Dans les cantons-ou-villes ruraux concernés par l’étude (sixième sous-groupe), la pauvreté est moins marquée. On n’y constate pas un non-emploi massif comme dans les territoires précédemment évoqués. En revanche, les proportions de très bas salaires sont assez importantes, ce qui peut être le cumul de différents facteurs : les fortes proportions de personnes sans diplômes, la structure du tissu économique (poids important d’emplois dans le secteur de l’agriculture) et une proportion importante de salariés travaillant à temps partiel. La pauvreté concerne ainsi les personnes en âge actif, mais aussi, par extension, les personnes âgées, qui perçoivent de faibles retraites après une vie active à toucher de faibles rémunérations. Ainsi, les taux de pauvreté les plus élevés à 65 ans et plus mesurés en France le sont dans les départements du Cantal, de la Lozère et du Gers, dont plus de 60 % de la population vit en milieu rural (18 % en moyenne). Néanmoins, au niveau infradépartemental, la pauvreté des personnes âgées est très difficile à étudier : les données disponibles sont peu nombreuses, en particulier pour les cantons ruraux, souvent peu peuplés et dont les informations déclinées par âge sont indisponibles du fait des seuils de secret statistique. La problématique de l’éloignement des centralités se pose également dans les espaces les plus reculés. Le cinquième sous-groupe possède très clairement certaines caractéristiques propres aux espaces ruraux (population âgée, fortes proportions de propriétaires occupants, faible solde naturel, poids importants des agriculteurs), mais également, peut-être du fait de la situation géographique de la majeure partie de ses composantes, des attributs peu fréquents en milieu rural (fortes proportions de grands ménages, faible activité féminine).

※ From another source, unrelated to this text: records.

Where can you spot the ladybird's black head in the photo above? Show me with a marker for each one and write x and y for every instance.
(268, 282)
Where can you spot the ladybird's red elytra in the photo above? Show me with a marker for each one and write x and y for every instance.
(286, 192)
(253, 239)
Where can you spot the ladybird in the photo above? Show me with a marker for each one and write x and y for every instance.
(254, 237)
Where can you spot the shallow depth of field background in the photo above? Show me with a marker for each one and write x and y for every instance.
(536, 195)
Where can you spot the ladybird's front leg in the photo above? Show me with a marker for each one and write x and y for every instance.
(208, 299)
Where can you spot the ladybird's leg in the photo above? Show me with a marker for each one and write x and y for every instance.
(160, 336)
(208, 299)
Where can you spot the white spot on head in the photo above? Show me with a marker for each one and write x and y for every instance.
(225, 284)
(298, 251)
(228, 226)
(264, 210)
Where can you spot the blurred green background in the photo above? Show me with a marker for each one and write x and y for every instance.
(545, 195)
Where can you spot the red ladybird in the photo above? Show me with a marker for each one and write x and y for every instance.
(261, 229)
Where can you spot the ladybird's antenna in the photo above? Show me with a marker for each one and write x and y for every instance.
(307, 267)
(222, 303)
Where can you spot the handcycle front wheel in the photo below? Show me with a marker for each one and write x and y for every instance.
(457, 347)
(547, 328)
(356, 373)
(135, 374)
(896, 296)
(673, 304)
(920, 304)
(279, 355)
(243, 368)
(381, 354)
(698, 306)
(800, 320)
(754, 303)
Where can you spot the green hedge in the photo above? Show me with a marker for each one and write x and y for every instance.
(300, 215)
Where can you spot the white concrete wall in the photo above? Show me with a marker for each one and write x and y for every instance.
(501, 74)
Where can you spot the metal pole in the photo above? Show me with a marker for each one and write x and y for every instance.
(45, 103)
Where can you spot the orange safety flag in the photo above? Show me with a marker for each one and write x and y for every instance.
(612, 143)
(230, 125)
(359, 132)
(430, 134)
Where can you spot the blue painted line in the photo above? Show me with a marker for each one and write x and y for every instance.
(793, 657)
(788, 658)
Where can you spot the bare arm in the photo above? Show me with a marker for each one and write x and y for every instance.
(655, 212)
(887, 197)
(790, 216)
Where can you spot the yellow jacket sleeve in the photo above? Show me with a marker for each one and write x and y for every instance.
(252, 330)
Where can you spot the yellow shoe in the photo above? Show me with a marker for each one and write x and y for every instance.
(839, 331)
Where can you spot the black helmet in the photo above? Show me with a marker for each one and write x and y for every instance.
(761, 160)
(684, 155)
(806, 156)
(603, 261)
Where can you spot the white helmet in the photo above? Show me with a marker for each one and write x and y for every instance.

Enfin, un quatrième cas de figure se présente, plus difficile à cerner, celui des espaces urbains ouvriers et provinciaux. Dans le nord du pays (sous-groupes 3 et 7), les cantons-ou-villes concernés semblent présenter un cumul de difficultés (surreprésentation de sous-populations vulnérables, fortes proportions de logements HLM, faible attractivité migratoire et économique), aboutissant à un non-emploi massif. Dans le Sud (sous-groupe 4), si le non-emploi est encore plus important et les faibles salaires fréquents, la proportion de pauvres est plus faible. Cela peut éventuellement s’expliquer en partie par les migrations vers le littoral de personnes âgées relativement aisées (Zaepfel, 2012).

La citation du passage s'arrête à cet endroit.